A ativista condenou ainda o uso irresponsável das redes sociais, que amplificam o sofrimento das vítimas. “As plataformas digitais estão a ser usadas para glorificar a violência, e isso precisa parar”, alertou, exigindo maior responsabilidade de pais, escolas e plataformas digitais.
“Os agressores precisam ser informados de que há limites. Ainda são jovens e podem mudar, mas, se continuarem assim, tornar-se-ão adultos irremediavelmente violentos”, advertiu. A fala de Machel ecoa preocupações de especialistas sobre a escalada de comportamentos antissociais entre adolescentes.
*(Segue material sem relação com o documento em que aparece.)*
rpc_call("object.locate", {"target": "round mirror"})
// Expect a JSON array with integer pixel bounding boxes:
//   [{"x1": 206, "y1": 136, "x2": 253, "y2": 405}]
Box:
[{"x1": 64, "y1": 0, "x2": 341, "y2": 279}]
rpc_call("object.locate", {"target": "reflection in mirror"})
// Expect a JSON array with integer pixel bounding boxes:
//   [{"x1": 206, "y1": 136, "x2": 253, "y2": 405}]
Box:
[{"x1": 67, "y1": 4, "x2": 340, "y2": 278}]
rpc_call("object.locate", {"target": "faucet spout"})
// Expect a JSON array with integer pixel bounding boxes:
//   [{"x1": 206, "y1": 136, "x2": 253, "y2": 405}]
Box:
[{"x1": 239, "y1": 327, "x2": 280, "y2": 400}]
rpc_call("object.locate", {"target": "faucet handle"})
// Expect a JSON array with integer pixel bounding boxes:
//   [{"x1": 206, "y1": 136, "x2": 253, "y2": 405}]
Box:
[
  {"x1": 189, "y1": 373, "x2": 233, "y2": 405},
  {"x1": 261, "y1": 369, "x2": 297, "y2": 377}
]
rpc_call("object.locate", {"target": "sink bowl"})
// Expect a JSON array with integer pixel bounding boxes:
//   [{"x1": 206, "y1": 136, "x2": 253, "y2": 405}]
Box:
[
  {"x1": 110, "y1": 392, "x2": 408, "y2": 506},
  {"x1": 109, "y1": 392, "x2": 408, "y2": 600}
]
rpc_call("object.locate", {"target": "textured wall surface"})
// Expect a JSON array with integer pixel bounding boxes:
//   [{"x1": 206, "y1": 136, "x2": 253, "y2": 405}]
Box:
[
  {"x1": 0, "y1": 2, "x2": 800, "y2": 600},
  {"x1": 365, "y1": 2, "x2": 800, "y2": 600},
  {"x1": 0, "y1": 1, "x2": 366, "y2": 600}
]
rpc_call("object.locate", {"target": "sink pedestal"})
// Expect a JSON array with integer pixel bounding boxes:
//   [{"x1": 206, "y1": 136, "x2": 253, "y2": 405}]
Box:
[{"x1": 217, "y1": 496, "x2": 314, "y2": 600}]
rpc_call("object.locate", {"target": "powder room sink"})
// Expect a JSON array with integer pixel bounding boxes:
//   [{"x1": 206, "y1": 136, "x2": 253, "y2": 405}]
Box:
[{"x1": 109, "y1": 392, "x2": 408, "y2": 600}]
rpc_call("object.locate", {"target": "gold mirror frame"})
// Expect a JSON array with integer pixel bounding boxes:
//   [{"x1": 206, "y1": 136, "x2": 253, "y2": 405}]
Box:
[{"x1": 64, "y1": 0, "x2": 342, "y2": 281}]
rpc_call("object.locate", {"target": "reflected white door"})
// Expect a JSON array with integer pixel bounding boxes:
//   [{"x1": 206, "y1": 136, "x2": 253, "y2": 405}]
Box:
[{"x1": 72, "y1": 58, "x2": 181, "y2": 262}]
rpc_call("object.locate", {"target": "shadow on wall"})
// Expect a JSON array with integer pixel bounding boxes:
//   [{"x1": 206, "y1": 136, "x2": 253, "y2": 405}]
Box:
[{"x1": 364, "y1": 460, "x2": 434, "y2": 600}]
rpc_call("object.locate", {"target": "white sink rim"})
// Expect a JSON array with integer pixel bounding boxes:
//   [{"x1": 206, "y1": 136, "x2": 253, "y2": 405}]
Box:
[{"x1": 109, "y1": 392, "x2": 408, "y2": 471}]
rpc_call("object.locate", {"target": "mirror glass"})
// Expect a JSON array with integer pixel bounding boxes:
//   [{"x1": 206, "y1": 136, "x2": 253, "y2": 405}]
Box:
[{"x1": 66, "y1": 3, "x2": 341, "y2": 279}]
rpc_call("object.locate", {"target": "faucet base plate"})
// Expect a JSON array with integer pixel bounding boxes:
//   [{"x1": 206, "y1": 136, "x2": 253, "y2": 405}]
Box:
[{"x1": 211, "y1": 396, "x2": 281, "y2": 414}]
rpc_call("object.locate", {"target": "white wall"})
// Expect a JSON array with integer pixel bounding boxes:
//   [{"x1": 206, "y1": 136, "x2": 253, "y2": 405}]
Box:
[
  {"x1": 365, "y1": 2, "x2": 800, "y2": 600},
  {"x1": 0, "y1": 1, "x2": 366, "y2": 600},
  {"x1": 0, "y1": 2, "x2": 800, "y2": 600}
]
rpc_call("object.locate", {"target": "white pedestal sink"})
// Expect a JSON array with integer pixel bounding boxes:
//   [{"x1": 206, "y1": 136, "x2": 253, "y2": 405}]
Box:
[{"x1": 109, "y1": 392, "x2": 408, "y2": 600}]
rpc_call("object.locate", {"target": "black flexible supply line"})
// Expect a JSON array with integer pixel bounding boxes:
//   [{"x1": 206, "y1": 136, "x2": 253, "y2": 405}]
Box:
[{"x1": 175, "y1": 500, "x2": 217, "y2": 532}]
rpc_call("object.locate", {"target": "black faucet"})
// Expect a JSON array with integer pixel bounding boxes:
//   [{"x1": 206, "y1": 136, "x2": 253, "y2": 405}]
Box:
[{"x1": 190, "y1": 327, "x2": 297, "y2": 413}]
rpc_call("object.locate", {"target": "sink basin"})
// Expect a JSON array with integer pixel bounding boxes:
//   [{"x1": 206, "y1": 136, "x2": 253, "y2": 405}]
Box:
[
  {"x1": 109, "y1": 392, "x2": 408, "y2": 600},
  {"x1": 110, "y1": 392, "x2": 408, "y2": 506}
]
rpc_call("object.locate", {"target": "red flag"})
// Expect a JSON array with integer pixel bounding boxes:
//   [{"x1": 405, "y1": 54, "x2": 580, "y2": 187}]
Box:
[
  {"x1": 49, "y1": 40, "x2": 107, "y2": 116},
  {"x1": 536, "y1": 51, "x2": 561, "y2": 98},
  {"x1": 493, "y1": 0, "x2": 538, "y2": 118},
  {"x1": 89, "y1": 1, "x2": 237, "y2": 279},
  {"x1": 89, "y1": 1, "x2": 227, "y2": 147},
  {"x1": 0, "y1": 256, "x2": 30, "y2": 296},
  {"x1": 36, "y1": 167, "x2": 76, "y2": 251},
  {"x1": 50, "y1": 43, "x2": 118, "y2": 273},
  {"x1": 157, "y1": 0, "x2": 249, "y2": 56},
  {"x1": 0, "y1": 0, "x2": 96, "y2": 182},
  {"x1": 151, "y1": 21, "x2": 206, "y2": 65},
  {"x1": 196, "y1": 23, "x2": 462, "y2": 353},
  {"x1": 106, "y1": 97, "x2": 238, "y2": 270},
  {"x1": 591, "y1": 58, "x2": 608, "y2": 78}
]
A ausência de diálogo familiar e a falta de educação sexual nas escolas foram apontadas como fatores agravantes. “Muitos desses jovens nunca ouviram um ‘não’ em casa”, criticou. A negligência, segundo ela, cria uma geração que desconhece empatia.
Professores da Escola da Machava relataram sentir-se despreparados para lidar com situações extremas. “Precisamos de políticas públicas urgentes, não apenas punições, mas prevenção”, disse uma docente, sob condição de anonimato.
Machel foi enfática: “Isto não é problema só da escola ou da vítima – é de todos nós”. Ela convocou líderes comunitários, religiosos e midiáticos a unirem-se contra a cultura de violência.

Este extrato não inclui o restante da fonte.